A caveat before I put this on the book club list. It may be just too weird for many people, and there is no shame in that. It won the Booker in 2017 and follows my usual rule: read everything on the Booker short-list and avoid the winner, which will be be too edgy for its own good (it is sandwiched between Milkman & Sellout, two obvious cases in point).
However, if you’re willing to try something a bit different, and your book club has been a bit samey for a while and needs a re-boot: here you go.

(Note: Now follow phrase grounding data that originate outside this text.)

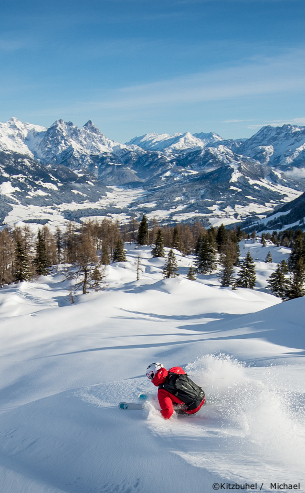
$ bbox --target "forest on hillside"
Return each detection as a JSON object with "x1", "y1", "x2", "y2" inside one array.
[{"x1": 1, "y1": 215, "x2": 305, "y2": 301}]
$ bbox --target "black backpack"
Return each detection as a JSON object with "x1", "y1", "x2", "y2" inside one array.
[{"x1": 159, "y1": 372, "x2": 205, "y2": 411}]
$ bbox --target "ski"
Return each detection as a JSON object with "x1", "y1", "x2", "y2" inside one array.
[
  {"x1": 119, "y1": 393, "x2": 155, "y2": 410},
  {"x1": 119, "y1": 402, "x2": 145, "y2": 410},
  {"x1": 138, "y1": 393, "x2": 149, "y2": 400}
]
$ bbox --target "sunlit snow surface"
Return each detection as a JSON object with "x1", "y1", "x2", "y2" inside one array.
[{"x1": 0, "y1": 241, "x2": 304, "y2": 493}]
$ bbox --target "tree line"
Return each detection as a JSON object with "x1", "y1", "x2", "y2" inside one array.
[
  {"x1": 1, "y1": 215, "x2": 305, "y2": 301},
  {"x1": 266, "y1": 229, "x2": 305, "y2": 300}
]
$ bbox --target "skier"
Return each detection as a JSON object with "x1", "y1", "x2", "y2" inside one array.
[{"x1": 146, "y1": 362, "x2": 205, "y2": 419}]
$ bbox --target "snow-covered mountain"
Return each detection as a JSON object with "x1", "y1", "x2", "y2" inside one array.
[
  {"x1": 238, "y1": 124, "x2": 305, "y2": 168},
  {"x1": 0, "y1": 117, "x2": 46, "y2": 157},
  {"x1": 2, "y1": 118, "x2": 305, "y2": 171},
  {"x1": 126, "y1": 131, "x2": 222, "y2": 153},
  {"x1": 1, "y1": 118, "x2": 305, "y2": 229},
  {"x1": 0, "y1": 117, "x2": 139, "y2": 168},
  {"x1": 0, "y1": 150, "x2": 107, "y2": 226}
]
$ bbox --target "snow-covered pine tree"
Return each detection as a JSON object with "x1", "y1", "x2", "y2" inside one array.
[
  {"x1": 265, "y1": 251, "x2": 273, "y2": 263},
  {"x1": 163, "y1": 249, "x2": 179, "y2": 278},
  {"x1": 112, "y1": 238, "x2": 126, "y2": 262},
  {"x1": 151, "y1": 229, "x2": 165, "y2": 257},
  {"x1": 267, "y1": 259, "x2": 289, "y2": 299},
  {"x1": 235, "y1": 251, "x2": 256, "y2": 289},
  {"x1": 137, "y1": 214, "x2": 149, "y2": 246}
]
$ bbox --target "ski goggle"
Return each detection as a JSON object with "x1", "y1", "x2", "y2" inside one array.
[{"x1": 146, "y1": 369, "x2": 155, "y2": 380}]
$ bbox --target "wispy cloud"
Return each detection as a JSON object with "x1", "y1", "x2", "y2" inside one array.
[
  {"x1": 248, "y1": 117, "x2": 305, "y2": 129},
  {"x1": 88, "y1": 48, "x2": 305, "y2": 110},
  {"x1": 223, "y1": 119, "x2": 255, "y2": 123},
  {"x1": 0, "y1": 39, "x2": 26, "y2": 51},
  {"x1": 75, "y1": 38, "x2": 163, "y2": 59}
]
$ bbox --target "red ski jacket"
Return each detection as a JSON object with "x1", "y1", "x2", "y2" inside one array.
[{"x1": 151, "y1": 366, "x2": 205, "y2": 419}]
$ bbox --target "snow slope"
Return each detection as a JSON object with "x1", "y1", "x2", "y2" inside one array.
[{"x1": 0, "y1": 242, "x2": 304, "y2": 493}]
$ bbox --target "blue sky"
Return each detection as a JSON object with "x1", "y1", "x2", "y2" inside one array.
[{"x1": 1, "y1": 0, "x2": 305, "y2": 142}]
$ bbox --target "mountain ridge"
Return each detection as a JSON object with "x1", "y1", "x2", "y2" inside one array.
[{"x1": 1, "y1": 118, "x2": 305, "y2": 230}]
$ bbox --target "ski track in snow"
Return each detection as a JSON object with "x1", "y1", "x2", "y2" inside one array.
[{"x1": 0, "y1": 241, "x2": 304, "y2": 492}]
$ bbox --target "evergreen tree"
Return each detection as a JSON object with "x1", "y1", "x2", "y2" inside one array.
[
  {"x1": 279, "y1": 258, "x2": 289, "y2": 274},
  {"x1": 267, "y1": 259, "x2": 289, "y2": 299},
  {"x1": 163, "y1": 249, "x2": 179, "y2": 278},
  {"x1": 137, "y1": 214, "x2": 149, "y2": 245},
  {"x1": 195, "y1": 234, "x2": 217, "y2": 274},
  {"x1": 34, "y1": 229, "x2": 50, "y2": 276},
  {"x1": 288, "y1": 232, "x2": 305, "y2": 272},
  {"x1": 0, "y1": 228, "x2": 15, "y2": 286},
  {"x1": 208, "y1": 226, "x2": 216, "y2": 242},
  {"x1": 101, "y1": 242, "x2": 110, "y2": 265},
  {"x1": 265, "y1": 251, "x2": 273, "y2": 263},
  {"x1": 55, "y1": 227, "x2": 62, "y2": 265},
  {"x1": 261, "y1": 233, "x2": 267, "y2": 247},
  {"x1": 271, "y1": 231, "x2": 279, "y2": 246},
  {"x1": 234, "y1": 241, "x2": 240, "y2": 266},
  {"x1": 195, "y1": 233, "x2": 204, "y2": 255},
  {"x1": 235, "y1": 251, "x2": 256, "y2": 289},
  {"x1": 218, "y1": 245, "x2": 236, "y2": 287},
  {"x1": 14, "y1": 239, "x2": 31, "y2": 282},
  {"x1": 219, "y1": 259, "x2": 234, "y2": 287},
  {"x1": 187, "y1": 265, "x2": 196, "y2": 280},
  {"x1": 112, "y1": 238, "x2": 126, "y2": 262},
  {"x1": 229, "y1": 229, "x2": 238, "y2": 244},
  {"x1": 151, "y1": 229, "x2": 165, "y2": 257},
  {"x1": 285, "y1": 258, "x2": 305, "y2": 300},
  {"x1": 172, "y1": 226, "x2": 182, "y2": 252},
  {"x1": 236, "y1": 225, "x2": 243, "y2": 242},
  {"x1": 90, "y1": 265, "x2": 106, "y2": 291},
  {"x1": 216, "y1": 224, "x2": 228, "y2": 252}
]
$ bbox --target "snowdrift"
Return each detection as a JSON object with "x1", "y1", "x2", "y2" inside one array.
[{"x1": 0, "y1": 243, "x2": 304, "y2": 492}]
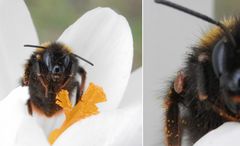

Lincoln in the Bardo is the kind of book best read drunk. I’m assuming Saunders was drunk when he wrote it. If you start reading in the evening, sitting on the sofa with a bottle of red, some crackers and a slab of blue cheese I guarantee by 3am you’ll be feeling rough. The story supposedly follows the days when Abe Lincoln’s young son dies and Abe visits his tomb. It’s tragic. He takes the boy out for a last hug. But the tone does not match the situation. It’s comic. There are characters in little Willy’s graveyard, all half dead and unable to move on. They’re in the Bardo (limbo, purgatory…) unable to explode and pass either up or down, the decision is handled in an arbitrary fashion. Good premise, but the weirdness is in the telling, which is a play-type format of semi-formed characters. I guess it works. Or does it? Read it first and decide whether to risk your book-club reputation on it.
Serve wine and turn the lights down. Don’t invite the recently bereaved.